When you take a visit to Binos GmbH in Springe there is no escaping from its illustrious past.

Its former name Bison is still emblazoned on the huge factory exterior in Springe, Lower Saxony, and the Bison statue takes pride of place outside the offices.

Tom Greten, ceo, carries on the family heritage as the third generation of his family to run the business, which became Binos in 1999.

When WBPI visited the company in late September as part of its Focus on Germany tour, it was very clear how Binos has re-aligned itself in recent years.

An immediate example could be seen in the factory – machines being assembled for export to the United Arab Emirates (UAE) where a date palm frond particleboard factory will be built.

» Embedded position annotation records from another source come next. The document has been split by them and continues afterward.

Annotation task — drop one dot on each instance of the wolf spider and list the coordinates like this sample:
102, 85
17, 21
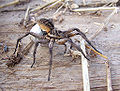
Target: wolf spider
45, 32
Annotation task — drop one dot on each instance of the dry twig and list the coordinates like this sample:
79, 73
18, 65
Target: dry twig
86, 83
109, 81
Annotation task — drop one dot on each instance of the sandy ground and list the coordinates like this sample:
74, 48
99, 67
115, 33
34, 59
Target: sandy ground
66, 75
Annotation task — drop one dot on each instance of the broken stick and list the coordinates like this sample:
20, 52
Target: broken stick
108, 72
86, 83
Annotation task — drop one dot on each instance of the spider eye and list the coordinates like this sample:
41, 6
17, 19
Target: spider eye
44, 32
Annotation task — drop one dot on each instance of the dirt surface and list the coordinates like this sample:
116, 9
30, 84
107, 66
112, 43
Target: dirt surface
66, 75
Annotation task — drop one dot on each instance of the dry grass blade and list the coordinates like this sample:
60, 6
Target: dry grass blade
94, 9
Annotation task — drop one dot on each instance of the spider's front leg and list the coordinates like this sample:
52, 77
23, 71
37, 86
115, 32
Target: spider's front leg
28, 33
51, 44
78, 48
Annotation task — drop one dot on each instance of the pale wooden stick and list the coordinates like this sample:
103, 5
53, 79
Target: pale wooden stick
109, 81
94, 9
41, 7
86, 83
11, 3
26, 19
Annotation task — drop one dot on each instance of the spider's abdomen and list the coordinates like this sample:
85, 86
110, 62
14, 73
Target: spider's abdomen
46, 24
36, 29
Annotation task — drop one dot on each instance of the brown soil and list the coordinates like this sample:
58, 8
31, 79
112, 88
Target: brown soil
66, 75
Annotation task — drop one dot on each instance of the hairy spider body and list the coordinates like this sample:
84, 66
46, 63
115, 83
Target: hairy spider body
45, 30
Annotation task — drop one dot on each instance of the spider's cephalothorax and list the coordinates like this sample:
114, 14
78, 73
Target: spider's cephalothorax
45, 31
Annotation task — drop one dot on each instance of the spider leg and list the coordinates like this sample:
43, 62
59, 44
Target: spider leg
78, 48
28, 33
36, 45
83, 36
51, 54
35, 49
62, 42
19, 39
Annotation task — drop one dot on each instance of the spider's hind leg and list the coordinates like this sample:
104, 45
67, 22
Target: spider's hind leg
86, 39
19, 39
78, 48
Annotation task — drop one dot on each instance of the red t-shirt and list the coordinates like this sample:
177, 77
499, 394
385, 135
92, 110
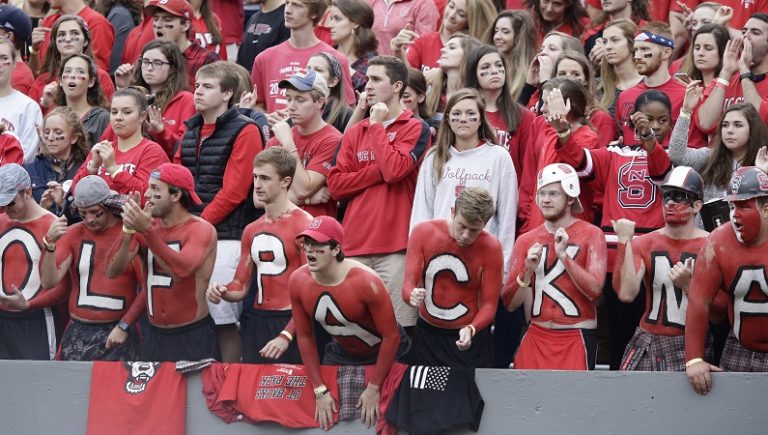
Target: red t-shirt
462, 283
138, 37
559, 296
357, 313
625, 106
280, 393
136, 164
543, 154
233, 19
424, 53
270, 250
22, 78
316, 152
20, 249
725, 263
137, 397
627, 178
282, 61
376, 169
96, 298
102, 35
187, 251
665, 304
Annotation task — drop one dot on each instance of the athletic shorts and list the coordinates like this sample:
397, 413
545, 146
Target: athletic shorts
737, 358
335, 355
85, 342
433, 346
191, 342
227, 258
557, 349
651, 352
27, 335
260, 327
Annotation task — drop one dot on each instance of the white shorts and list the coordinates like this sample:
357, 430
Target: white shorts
227, 257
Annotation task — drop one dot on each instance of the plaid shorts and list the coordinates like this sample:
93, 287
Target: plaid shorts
85, 342
737, 358
352, 383
651, 352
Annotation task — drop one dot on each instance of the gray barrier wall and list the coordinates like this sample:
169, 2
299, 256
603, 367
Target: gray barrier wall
52, 398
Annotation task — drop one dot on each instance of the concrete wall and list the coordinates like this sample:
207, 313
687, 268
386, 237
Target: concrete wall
52, 398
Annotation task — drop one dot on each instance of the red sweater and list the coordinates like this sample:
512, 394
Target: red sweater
376, 169
137, 163
239, 168
22, 78
102, 35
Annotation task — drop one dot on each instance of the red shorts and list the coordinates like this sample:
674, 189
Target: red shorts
557, 349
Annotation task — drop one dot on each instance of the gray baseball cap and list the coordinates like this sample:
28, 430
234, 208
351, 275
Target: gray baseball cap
13, 179
93, 190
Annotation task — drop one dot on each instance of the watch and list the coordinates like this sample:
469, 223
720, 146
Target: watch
123, 325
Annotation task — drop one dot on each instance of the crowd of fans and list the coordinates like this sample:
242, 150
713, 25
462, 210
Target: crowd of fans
562, 128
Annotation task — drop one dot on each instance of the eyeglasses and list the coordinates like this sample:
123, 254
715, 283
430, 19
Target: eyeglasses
155, 63
63, 37
469, 117
675, 195
313, 246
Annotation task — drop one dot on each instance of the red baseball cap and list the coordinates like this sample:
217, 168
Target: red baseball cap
323, 229
179, 176
179, 8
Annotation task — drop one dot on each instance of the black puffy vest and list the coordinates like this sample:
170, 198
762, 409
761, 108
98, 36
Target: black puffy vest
208, 170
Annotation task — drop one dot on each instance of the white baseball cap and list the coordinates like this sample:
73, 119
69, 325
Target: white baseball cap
568, 179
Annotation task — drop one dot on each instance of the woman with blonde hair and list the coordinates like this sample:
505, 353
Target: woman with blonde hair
465, 154
449, 80
472, 17
513, 33
617, 70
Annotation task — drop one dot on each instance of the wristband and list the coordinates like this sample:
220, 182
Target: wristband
723, 82
114, 174
693, 361
320, 392
521, 283
50, 247
123, 325
646, 137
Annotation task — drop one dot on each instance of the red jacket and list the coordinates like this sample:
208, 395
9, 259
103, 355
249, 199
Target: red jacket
376, 169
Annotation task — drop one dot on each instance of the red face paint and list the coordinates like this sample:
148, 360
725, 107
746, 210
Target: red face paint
746, 221
677, 213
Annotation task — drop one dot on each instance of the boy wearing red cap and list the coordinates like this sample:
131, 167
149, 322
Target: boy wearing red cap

And a small demonstration structure clad with cement-bonded particleboard also gives a clue as to how Binos has diversified its engineering expertise.

Binos’ niche these days is supplying the engineering skills and technology for small-scale niche production, not large lines for standard wood panel products, as well as supplying individual machines.

Cement-bonded particleboard (CPB) plants are a main area of business at the moment for Binos, with Russia an important customer. Its CSP Plus board is a patent-registered cement bonded particleboard with improved properties.

"It’s a very robust product to use on the outside of a house and in bathrooms," said Achim Hackspiel, Binos director.

The product is also used for acoustic boards in ceiling applications.

Binos attended the LesDrevMash exhibition in Moscow during October to promote its expertise in this area.

"In Russia there are a few cementbonded particleboard projects which are very interesting," said Mr Hackspiel.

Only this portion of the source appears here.